Yesterday, Jordi and I were in our marketing meeting talking about the obsession with the ‘new’ & ‘novel’ on social media.
Love it or hate it; if it isn’t sexy, it isn’t going to sell.
And while this might make your blood boil, it’s how the game is being played right now, so you can either work with it or fight against it.
Thinking about this made me reflect on something afterwards:
Some of the best business advice that is never acted upon is the advice that isn’t sexy.
But it’s advice that moves the needle, nonetheless.
Take customer service, for instance.
When you first open your business, customer service stars front and centre. It’s the main act and the area which you emphasise and market.
But once your business starts to grow, many companies starve it right out of their budgets.
Case in point — Telco companies. Everyone knows that the major telcos ship their customer service offshore to somewhere in South East Asia where English is not the first language.
And they do it because labour is cheap.
But when the person introduces themselves as ‘Brad’ but they have an accent that doesn’t sound like a Brad, it gets a lot of people frustrated because essential communication is a hard ask.
Just yesterday, the tiler we used for our Melbourne facility didn’t understand what I meant when I said:
“Do you understand where I’m coming from?”
Context: He wanted to be paid before he gave us a certificate for the waterproofing, which I was definitely not going to do.
His reply, defensively, was this:
“I don’t know where you come from. I don’t care where you come from. You shouldn’t care where I’m from either. Are you racist?”
Like, f*ck me, this guy thought I was having a crack at his heritage… which turned me massively offside.
Anyway, back to Telco’s.
So iiNet, after hearing the feedback from thousands of frustrated customers, made the strategetic decision to hire only English-speaking South Africans who learn English before they learn Afrikaans, and they were catapulted to success because they got the basics right.

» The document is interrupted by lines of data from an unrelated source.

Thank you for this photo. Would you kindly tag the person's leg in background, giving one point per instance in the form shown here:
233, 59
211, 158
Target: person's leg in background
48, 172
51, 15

Customer service is iiNet’s asset, and people love it.
They followed the ‘unsexy’ advice and reaped the rewards.
So here’s a basic rule of thumb that most of us will eventually ignore:
A sale saved is better than a sale made.
Or, as the poker players say, “folding a great hand, when you would have lost, is like winning a small pot”.
This isn’t the easiest thing to wrap your head around — because when we think of money, we think about new money generated, not old money lost.
But it’s exactly what we should be thinking.
Because the first sale is the hardest to make and every sale after that is infinitely easier.
Mind you, take this advice with a pinch of salt — because a small dose of dissatisfied customers is a good reflection that you’re not playing it too safe or only working within your current capabilities and not stretching yourself.
Just remember that marketing too aggressively has caused far fewer bankruptcies than not marketing enough.
But if your rate is too high?
It probably means that your customer service sucks.
While it sounds like common sense…
It’s not common practice because the #1 complaint of ‘big’ companies is that their customer service is garbage.
Apple is an exception to the rule, but that shouldn’t surprise anyone.
Just something to think about for your Tuesday morning/Monday evening.